- Hyperbaena undulata: Preserved specimen of Hyperbaena undulata, consisting of a branch with long green leaves with undulating edges
- Conservation status: Vulnerable (IUCN 3.1)

Scientific classification
- Kingdom: Plantae
- Clade: Tracheophytes
- Clade: Angiosperms
- Clade: Eudicots
- Order: Ranunculales
- Family: Menispermaceae
- Genus: Hyperbaena
- Species: H. undulata
- Binomial name: Hyperbaena undulata Urb. & Ekman

= Hyperbaena undulata =

- Genus: Hyperbaena
- Species: undulata
- Authority: Urb. & Ekman
- Conservation status: VU

Species of flowering plant

Hyperbaena undulata is a species of flowering plant in the family Menispermaceae. It is a small tree with leathery leaves, and is native to the Caribbean. The species was described in 1930, and is listed as Vulnerable by the IUCN.

==Taxonomy==
The species was described by Ignatz Urban and Erik Leonard Ekman in 1930.

==Distribution==
Hyperbaena undulata is native to the wet tropical biome of Haiti. It grows on limestone in coastal areas, at elevations of up to 200 m.

Hyperbaena undulata was considered endemic to the Massif de la Hotte until 1981, when it was found on the south-east coast of Cuba.
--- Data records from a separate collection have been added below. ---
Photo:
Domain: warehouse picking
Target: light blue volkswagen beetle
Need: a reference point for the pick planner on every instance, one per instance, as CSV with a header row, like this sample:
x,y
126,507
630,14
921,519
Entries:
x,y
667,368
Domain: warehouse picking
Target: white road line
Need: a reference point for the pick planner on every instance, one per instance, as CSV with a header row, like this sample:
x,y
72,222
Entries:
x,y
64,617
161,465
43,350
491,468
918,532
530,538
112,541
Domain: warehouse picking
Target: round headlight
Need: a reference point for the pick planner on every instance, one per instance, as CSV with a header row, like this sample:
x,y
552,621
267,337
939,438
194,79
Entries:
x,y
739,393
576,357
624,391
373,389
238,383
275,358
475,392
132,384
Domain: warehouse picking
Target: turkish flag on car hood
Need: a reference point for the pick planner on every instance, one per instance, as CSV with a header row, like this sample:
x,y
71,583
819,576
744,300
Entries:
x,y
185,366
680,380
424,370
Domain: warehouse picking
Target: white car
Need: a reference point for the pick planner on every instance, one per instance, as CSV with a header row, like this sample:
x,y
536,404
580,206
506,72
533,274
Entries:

It has also been found in western Jamaica.

==Description==
Hyperbaena undulata is a small tree that grows up to 7 m high. The branches are cylindrical.

The leaves are leathery, oblong to narrowly ovate, 9-18 cm long, 4-6 cm wide, and have smooth, undulating margins. The leaf stems are 2-5 cm long.

==Conservation==
In 2019, the IUCN assessed Hyperbaena undulata as Vulnerable. It is threatened by habitat loss, climate change, and invasive species.